Intarissable sur sa croisade, il est moins disert sur son moral et son isolement.

Un noyau d'inconditionnels l'entoure, comme ce Guatémaltèque arborant un T-shirt imprimé à l'effigie de Martin Luther King, Mandela, Gandhi, Einstein et Assange.

Des personnalités hétéroclites ont défilé au début «du siège»: la styliste Vivienne Westwood, Lady Gaga, le réalisateur américain Oliver Stone ou le représentant de la gauche radicale française Jean-Luc Mélenchon.

Mais il s'est brouillé avec nombre de ses partisans. Longtemps solidaire, Jemima Khan, fille du milliardaire James Goldsmith, redoute qu'il se transforme en gourou «exigeant de ses adeptes une dévotion sectaire et aveugle».

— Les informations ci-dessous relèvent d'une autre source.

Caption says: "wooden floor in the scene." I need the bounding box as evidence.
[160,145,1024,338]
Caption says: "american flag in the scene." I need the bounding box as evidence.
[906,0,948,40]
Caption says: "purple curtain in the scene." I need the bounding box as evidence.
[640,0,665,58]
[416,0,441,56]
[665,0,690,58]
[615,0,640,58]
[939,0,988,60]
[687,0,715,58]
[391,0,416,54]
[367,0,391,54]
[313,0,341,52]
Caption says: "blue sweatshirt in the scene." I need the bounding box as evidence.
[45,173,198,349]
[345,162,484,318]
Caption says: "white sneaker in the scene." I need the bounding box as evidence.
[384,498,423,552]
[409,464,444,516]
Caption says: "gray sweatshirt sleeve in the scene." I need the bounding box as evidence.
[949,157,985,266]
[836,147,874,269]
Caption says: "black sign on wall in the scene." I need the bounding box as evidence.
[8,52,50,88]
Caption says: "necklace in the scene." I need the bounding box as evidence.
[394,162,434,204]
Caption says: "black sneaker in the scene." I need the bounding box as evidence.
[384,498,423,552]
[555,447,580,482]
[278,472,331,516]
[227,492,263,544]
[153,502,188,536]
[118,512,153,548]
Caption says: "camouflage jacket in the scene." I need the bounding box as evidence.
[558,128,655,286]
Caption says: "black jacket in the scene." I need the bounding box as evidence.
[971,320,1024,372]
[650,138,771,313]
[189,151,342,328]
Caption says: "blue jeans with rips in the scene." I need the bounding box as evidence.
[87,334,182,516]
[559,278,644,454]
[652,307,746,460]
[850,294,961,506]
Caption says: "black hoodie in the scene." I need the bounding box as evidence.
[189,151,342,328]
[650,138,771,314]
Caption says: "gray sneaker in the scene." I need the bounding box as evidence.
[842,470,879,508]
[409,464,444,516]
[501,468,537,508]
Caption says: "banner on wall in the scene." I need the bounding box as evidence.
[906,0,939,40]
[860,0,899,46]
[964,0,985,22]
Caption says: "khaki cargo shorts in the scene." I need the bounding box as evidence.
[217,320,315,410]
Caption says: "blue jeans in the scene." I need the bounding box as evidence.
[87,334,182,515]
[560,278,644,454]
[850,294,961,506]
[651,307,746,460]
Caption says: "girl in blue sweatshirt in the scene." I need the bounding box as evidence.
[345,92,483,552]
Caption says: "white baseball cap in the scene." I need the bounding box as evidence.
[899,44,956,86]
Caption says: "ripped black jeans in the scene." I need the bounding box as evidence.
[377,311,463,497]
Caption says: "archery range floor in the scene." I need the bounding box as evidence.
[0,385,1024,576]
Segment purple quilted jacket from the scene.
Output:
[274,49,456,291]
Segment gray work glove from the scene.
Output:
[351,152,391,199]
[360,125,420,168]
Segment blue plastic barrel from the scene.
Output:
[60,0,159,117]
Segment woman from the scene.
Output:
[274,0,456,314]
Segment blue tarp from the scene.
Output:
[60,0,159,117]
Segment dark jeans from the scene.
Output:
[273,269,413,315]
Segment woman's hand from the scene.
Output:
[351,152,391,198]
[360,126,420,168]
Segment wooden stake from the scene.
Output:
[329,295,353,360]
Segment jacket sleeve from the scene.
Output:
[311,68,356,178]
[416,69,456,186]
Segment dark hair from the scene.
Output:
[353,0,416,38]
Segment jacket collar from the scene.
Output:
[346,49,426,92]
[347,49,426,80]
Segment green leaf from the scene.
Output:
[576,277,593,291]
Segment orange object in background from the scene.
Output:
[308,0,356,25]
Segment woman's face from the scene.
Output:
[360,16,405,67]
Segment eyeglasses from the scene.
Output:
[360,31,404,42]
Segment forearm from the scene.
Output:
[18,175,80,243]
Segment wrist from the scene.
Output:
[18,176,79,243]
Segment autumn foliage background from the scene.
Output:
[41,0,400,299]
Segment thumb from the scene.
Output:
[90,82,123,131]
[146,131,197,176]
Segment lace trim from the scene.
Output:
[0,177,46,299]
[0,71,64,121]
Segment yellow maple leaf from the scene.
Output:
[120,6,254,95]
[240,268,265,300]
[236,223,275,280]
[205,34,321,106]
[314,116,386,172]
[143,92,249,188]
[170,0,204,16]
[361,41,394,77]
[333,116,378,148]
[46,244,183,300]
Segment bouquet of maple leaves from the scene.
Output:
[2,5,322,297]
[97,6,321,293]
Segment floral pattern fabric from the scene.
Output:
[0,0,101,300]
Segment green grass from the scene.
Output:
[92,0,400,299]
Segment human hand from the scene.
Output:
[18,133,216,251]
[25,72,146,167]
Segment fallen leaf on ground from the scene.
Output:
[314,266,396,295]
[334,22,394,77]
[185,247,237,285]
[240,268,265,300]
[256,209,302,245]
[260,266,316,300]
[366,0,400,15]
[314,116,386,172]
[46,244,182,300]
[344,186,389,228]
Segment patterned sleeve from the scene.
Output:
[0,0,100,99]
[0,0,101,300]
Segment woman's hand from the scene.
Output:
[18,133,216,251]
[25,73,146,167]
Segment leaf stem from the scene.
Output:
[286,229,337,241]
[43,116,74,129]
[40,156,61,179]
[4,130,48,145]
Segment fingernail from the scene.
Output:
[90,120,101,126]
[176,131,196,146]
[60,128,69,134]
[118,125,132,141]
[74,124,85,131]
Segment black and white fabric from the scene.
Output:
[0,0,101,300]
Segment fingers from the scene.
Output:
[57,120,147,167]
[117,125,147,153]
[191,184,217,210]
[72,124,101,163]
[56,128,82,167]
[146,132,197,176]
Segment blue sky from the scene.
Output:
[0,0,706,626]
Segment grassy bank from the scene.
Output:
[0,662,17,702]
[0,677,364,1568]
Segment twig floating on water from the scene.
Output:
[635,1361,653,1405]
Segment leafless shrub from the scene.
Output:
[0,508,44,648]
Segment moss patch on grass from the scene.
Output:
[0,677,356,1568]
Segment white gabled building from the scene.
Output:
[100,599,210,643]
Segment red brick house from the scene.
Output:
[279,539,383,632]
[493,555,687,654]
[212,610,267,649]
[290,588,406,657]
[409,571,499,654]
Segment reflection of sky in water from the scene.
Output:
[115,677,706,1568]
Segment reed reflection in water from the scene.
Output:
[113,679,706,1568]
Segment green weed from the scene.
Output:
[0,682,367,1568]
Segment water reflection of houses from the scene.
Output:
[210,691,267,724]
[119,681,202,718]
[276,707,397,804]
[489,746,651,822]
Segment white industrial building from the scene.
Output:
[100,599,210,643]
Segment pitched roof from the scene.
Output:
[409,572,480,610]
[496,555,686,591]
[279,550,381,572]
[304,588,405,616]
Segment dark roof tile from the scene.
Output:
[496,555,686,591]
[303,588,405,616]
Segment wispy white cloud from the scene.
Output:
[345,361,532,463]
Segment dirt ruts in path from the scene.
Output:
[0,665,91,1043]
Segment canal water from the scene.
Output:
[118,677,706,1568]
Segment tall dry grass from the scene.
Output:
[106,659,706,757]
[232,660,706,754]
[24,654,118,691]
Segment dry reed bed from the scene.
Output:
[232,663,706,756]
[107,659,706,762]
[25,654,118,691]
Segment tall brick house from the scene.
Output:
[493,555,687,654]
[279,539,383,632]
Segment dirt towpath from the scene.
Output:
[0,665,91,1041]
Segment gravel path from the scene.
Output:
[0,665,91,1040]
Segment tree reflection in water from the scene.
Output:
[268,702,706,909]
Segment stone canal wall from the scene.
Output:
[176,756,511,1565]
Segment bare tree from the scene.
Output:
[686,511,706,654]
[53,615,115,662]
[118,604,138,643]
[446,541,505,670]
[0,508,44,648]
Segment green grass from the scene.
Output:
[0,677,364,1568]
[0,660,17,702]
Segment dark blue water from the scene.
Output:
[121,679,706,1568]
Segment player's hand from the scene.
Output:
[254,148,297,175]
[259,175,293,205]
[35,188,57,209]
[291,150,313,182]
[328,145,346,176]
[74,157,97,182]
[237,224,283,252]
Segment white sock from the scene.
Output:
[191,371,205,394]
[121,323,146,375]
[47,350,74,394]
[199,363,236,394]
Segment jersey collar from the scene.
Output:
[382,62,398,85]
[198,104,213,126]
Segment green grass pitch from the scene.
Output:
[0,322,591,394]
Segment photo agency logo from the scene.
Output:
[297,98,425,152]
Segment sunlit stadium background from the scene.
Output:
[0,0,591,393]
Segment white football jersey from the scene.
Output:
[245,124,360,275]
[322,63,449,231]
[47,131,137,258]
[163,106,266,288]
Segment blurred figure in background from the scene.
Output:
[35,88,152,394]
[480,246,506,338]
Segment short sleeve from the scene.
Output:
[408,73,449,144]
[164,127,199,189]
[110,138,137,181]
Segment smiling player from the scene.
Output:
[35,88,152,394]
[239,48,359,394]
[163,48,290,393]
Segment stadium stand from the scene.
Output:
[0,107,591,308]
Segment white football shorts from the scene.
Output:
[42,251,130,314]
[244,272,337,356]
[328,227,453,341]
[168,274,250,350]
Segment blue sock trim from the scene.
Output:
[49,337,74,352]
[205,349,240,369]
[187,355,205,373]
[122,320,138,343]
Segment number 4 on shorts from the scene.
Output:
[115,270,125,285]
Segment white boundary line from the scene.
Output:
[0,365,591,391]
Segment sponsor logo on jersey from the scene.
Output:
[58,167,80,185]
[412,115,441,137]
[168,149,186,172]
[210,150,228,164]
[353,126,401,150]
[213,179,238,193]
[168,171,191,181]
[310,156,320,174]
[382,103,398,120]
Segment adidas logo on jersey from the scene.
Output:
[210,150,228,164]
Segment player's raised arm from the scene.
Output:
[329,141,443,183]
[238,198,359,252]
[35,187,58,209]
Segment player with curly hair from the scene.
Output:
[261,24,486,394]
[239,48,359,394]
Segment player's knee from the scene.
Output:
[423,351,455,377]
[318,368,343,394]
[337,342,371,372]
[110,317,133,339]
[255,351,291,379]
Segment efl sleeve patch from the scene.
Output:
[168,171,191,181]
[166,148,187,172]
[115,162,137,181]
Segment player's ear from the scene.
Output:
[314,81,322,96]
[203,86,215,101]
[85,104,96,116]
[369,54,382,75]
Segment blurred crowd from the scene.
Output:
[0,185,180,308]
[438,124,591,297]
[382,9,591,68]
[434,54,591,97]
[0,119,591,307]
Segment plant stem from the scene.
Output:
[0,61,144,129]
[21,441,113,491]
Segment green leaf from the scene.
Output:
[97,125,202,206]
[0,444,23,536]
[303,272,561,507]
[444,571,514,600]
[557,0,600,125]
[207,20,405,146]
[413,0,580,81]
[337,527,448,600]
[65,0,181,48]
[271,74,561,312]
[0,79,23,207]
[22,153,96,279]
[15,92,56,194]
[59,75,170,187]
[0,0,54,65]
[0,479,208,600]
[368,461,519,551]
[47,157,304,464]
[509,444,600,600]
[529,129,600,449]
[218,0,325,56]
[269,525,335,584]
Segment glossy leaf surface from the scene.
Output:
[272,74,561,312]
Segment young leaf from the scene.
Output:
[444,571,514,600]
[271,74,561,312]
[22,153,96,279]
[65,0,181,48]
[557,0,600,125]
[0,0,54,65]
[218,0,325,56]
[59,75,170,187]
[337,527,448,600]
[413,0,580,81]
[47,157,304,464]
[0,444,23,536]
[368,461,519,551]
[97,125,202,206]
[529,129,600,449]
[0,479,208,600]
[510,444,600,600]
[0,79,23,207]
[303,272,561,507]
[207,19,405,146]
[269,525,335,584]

Dimanche, Julian Assange attendait la visite du chef de la diplomatie équatorienne Ricardo Patino. D'évidence, il n'escompte pas de percée diplomatique. Pas de sauf-conduit miracle.

Le dénouement se heurte «à un problème de prestige pour les États-Unis, la Grande-Bretagne, la Suède», observe-t-il.

Ou serai-je dans un an? «En Australie j'espère. Ou en Équateur. Ou à parcourir le monde».

«Vous me demandez comment je surmonte les difficultés inhérentes à l'enfermement? Mon esprit n'est pas enfermé».